The way he said “too far” threw me right back to a few months ago, when he had come to after Hugh had healed him. I sat down so we would be on the same level. This had to be said. I just didn’t know how to say it. I decided to just barrel right through it. “You don’t have to worry. I know how you feel about my particular brand of magic. I hope it never comes to that, but if it does, I won’t pull you back from death like I did Julie.”

 

What I had done to Julie wasn’t healing. She didn’t know it, but it made her unable to refuse a direct order from me. I remembered the fear in Doolittle’s eyes when he regained consciousness and thought I had taken away his free will with my magic. Sometimes I dreamed about that, too.

 

Doolittle froze for a painful second. His voice was quiet. “Was I that easy to read?”

 

“You had just come back from death,” I said.

 

“I meant no offense. When I spoke about going too far, I meant that your urge to protect sometimes ends with you being hurt. You take on too much. But we might as well get this out in the open. I appreciate everything you’re willing to do, but I won’t live as anyone’s slave. My family has been legally free since 1865 and I won’t surrender my freedom no matter how benevolent of a master I’ll get. I would rather be dead.”

 

“I understand,” I told him.

 

We sat quietly for a few long moments.

 

Doolittle reached over and touched my hand. “Your brand of magic is . . .”

 

“Evil?”

 

“I was going to say frightening. I don’t fear you. I don’t fear who you want to be. I do fear who you might become in spite of yourself. But you don’t need to be defined by your magic or an old man’s fears. There is a good word for the kind of person you are—honorable. It might be old-fashioned, but it fits. I’m glad I have the privilege of knowing you.”

 

I forced a smile. “Even if I don’t follow your prescriptions and you have to drug me with your iced tea to keep me off my feet?”

 

Doolittle smiled. “Even so.
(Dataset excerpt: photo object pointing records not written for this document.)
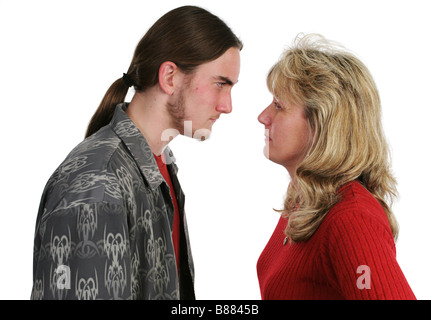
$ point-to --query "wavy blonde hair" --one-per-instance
(342, 106)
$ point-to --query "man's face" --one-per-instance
(206, 95)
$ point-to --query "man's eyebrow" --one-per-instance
(224, 79)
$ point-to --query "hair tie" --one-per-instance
(127, 80)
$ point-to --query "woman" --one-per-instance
(335, 237)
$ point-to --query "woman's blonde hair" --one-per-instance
(342, 106)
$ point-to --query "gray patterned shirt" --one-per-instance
(103, 230)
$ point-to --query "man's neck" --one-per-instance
(148, 112)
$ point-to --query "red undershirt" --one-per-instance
(176, 228)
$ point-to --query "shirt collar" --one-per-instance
(138, 146)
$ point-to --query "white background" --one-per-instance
(58, 58)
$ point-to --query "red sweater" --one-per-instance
(350, 256)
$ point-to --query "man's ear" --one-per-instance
(167, 72)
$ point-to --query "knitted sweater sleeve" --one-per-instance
(359, 256)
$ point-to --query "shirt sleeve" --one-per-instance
(82, 252)
(361, 260)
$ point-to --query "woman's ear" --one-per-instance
(167, 71)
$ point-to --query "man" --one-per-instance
(111, 223)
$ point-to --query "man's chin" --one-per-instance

Speaking of prescriptions, you are to stay off your feet for as long as you can.”

 

“Absolutely.” I got up. “I’ll open the door for you.”

 

Doolittle growled. “At least have the decency to wait to ignore me until I leave.”

 

“Ehh, sorry.” I held the door open for him.

 

“My life would be much easier without so many hard cases in it,” he grumbled.

 

“You love us, Doc. You know you do. We keep you busy. Without us, there’s no guessing what sort of trouble your idle hands would lead you into.”